Also, a day to talk about education.  

Why? Because education is a powerful tool in adapting to and mitigating climate change. Yet climate change threatens the efficient provision of education. We call this the Education-Climate Nexus

Education is increasingly vulnerable to climate change. The 2024 World Environment Day is dedicated to land restoration, desertification, and drought resilience (see UNESCO). Timely so. Heat waves, storms, droughts are just some of the natural disasters that threaten and disrupt the learning of millions with children at an extremely high risk to exposure of climate-related crises, as UNICEF, the Global Partnership for Education (GPE), and Education Cannot Wait (ECW) show in their respective studies and reports:

The effects of climate change on education are often overlooked. For once, because when climate shocks hit, people’s lives are threatened. Restoring drinking water, food, and shelter become the primary need. But climate shocks destroy schools and universities or render classrooms unsafe in heat and storm. Floods make it impossible to travel to schools. And extensive climate-related crises trigger displacement. 

ECW also stresses that the severity of impacts of climate shocks depends on pre-existing vulnerability and exposure leaves, hitting those most vulnerable the hardest. ECW data shows that the education of 62 million already crisis-affected children in 27 countries was disrupted by climate shocks in 2020 and 14 million children of school age were displaced. 

If learners’ access to education is disrupted over extended periods, this impacts their prospects on the labour market and threatens access to diverse livelihood opportunities. It makes them more vulnerable to poverty and a lack of social protection. UNICEF also finds that “[a] child who lacks access to adequate education is more vulnerable to climate and environmental shocks and stresses”, a deadly circle.

Yet, education provides the tools to adapt and mitigate climate change. Education provides knowledge to manage risks, empowers to become agents of change, impacts life-style choices with regard to carbon footprints and protecting the environment, to name a few.   

It is time for a call worldwide for disaster preparedness and climate education in schools and upskilling teachers while at the same time making the education systems climate resilient. Schools, infrastructure, and transport need to be prepared to withstand extreme weather conditions, amongst other.

The world has not been blind though. In December 2023, during COP28 (28th Conference of the Parties to the United Nations Framework Convention on Climate Change) member states signed a milestone Declaration on the Common Agenda for Education and Climate Change stressing the impacts of climate crisis on education and that at the same time, education provides the “knowledge and skills required for a changing world and plays an essential role to powering the shift at scale to more sustainable, equitable, just, and climate-resilient societies”.
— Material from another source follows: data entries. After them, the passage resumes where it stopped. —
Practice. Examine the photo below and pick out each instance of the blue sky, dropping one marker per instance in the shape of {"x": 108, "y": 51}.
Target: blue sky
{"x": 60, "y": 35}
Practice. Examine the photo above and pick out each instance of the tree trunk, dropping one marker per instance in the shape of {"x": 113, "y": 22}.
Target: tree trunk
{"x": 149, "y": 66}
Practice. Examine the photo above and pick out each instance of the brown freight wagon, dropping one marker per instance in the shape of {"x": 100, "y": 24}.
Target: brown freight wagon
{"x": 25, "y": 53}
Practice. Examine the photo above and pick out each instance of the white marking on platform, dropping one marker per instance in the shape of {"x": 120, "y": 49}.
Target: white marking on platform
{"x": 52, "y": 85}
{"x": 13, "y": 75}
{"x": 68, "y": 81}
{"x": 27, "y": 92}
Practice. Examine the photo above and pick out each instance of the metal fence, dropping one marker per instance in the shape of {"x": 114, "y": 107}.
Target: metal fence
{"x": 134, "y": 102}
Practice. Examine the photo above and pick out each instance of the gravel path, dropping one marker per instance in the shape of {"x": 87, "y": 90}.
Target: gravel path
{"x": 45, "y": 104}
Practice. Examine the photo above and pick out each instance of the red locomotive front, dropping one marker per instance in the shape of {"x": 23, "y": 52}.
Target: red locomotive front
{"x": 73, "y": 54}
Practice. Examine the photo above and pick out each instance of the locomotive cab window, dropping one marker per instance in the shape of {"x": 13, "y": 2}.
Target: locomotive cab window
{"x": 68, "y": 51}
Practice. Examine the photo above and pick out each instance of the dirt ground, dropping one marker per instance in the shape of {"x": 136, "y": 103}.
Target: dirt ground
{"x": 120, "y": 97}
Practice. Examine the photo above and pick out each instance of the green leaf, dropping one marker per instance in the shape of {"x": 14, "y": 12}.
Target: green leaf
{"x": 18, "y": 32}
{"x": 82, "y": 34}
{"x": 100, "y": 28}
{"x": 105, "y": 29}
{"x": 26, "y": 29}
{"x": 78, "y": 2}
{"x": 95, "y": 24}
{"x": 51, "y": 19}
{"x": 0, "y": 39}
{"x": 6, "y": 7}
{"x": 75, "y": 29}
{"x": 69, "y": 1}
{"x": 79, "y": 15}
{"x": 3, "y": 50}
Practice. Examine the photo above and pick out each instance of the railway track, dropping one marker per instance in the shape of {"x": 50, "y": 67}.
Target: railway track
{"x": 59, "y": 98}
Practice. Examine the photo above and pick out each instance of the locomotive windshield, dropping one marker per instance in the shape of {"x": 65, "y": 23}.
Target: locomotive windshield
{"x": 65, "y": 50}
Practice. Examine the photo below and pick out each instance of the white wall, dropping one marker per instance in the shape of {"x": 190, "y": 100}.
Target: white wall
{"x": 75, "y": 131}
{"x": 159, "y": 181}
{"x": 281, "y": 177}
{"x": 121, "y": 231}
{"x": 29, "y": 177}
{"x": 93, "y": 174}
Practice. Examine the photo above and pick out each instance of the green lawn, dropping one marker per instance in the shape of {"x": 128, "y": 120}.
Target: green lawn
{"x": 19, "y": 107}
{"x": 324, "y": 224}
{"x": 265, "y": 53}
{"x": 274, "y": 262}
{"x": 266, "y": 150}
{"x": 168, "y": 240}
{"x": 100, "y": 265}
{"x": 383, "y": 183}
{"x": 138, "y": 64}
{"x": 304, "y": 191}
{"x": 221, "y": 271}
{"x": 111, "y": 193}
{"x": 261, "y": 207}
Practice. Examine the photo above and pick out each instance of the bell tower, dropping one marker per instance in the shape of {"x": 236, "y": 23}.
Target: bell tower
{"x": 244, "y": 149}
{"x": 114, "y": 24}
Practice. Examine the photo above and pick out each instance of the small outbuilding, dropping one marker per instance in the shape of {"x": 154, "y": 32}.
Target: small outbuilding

This common understanding of recognising and addressing the Education-Climate nexus provides hope. But it is a long way to go. The declaration has been endorsed by 45 states so far. Ireland is not yet among them. And it has been 6 months since COP28. Has it been forgotten on the agenda? The potential is there, as Ireland is a strong supporter of GPE and ECW and their efforts in the area of climate change are growing. It is time to act and call on the Irish government to take a leadership role on this front. This will be a – if not the – most important dual agenda of today.